Make sure you are aware of who you are sending your music to. Don’t send your metal song to a folk blog. You are wasting your time – your are wasting their time. Don’t waste time! Time is money – and if you are sending your own applications I can only assume you should be saving that money for an upcoming tour/album.
Then, make sure you have filled out all of the requirements! Attach the appropriate links, provide the necessary details, etc. Blogs and contests receive far too many submissions each day to go hunting around for the information you should have provided. If I have to hunt around for the information I’ve already asked for in the application, then you just lost.
Send appropriate songs!
Please, please, please don’t send in 10 applications with 10 different songs. Choose your best song or two – unless specified. Nothing looks more desperate than seeing someone send in 10 applications in a row.
Provide links to these songs. Do not send mp3s, wavs, etc. – unless specified. Us bloggers are typically disorganized. We don’t need your files cluttering up our laptops. A link to your soundcloud ork EPK should suffice.
Make sure you capture your audience in the first 1:00 of the song (:30 for those of us with short attention spans). Unless you are sending your music to jam-band blog you should cut down your 3 minute intro. Provide a radio edit of your song if you have to. Chances are, the person reviewing your application is a musician, as well. We understand how shitty it feels to condense a track that is “perfect” the way it is. If your music is as good as you think it is then we will check out the longer version. Have I mentioned that – time is money?
LEAVE US WANTING MORE!
So your music is good, you provided the necessary details, your links are clean and, more importantly, they work! What’s next?

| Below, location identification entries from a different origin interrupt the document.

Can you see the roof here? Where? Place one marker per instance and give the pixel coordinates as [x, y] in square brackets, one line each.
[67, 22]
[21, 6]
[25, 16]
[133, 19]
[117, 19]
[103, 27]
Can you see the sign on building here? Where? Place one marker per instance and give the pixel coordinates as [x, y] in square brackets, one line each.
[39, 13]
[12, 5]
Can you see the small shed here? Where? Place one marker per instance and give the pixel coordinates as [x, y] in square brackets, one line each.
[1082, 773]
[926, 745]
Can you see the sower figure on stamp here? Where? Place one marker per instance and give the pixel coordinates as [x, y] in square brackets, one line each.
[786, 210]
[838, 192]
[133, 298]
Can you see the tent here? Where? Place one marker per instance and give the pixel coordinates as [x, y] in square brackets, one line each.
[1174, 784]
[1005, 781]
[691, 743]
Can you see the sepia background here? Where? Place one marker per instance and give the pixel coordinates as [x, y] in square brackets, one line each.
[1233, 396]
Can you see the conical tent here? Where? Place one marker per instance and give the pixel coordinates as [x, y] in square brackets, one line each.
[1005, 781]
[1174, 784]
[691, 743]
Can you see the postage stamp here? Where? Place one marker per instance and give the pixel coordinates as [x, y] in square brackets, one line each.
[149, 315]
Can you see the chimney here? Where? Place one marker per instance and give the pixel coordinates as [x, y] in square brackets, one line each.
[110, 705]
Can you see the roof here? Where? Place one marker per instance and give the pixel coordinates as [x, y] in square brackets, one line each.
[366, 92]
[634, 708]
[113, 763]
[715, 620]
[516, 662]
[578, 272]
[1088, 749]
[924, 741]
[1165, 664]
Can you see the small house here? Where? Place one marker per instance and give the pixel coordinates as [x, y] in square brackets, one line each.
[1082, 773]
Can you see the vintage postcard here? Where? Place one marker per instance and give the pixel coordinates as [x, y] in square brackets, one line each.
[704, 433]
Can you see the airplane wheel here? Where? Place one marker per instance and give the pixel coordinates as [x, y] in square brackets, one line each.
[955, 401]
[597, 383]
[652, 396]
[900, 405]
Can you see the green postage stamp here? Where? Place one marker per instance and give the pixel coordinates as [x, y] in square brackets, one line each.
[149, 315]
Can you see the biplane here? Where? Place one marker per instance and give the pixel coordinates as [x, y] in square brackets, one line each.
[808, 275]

Bonus (Above and beyond expectations)
Have professional video of your songs i.e. of a live performance or a music video.
Have professional photos taken. I purchased my own dslr camera for this very reason. I’m not a great photographer, nor do I pretend to be. With the right technology, it is very easy to take professional quality photos. A basic knowledge of photoshop can also drastically improve the appearance your b(r)and. That wasn’t a typo. You are a brand. You are constantly trying to sell your music, your look, and your merch. Present yourself and your assets in a desirable way.
Remember this is a small industry. There is an incredible amount of overlap. Don’t accidentally burn bridges by pissing someone off. Follow these steps and you should be fine.
A few months ago I was reviewing an application from my home state of Massachusetts. I absolutely fell in love with the band’s music and immediately contacted a friend of mine who is the VP of a boutique label and booking agency in Boston. I told him to check out this “amazing” band I had discovered and urged him to sign them. He told me he had worked with them before and they blew off a few gigs. I tossed their application aside and continued searching for a new winner.
Stay humble. Listen to advice. If you believe strongly in your music, someone out there will, as well. It’s better to send out 10 perfect submissions than 100 half-assed ones. Good luck.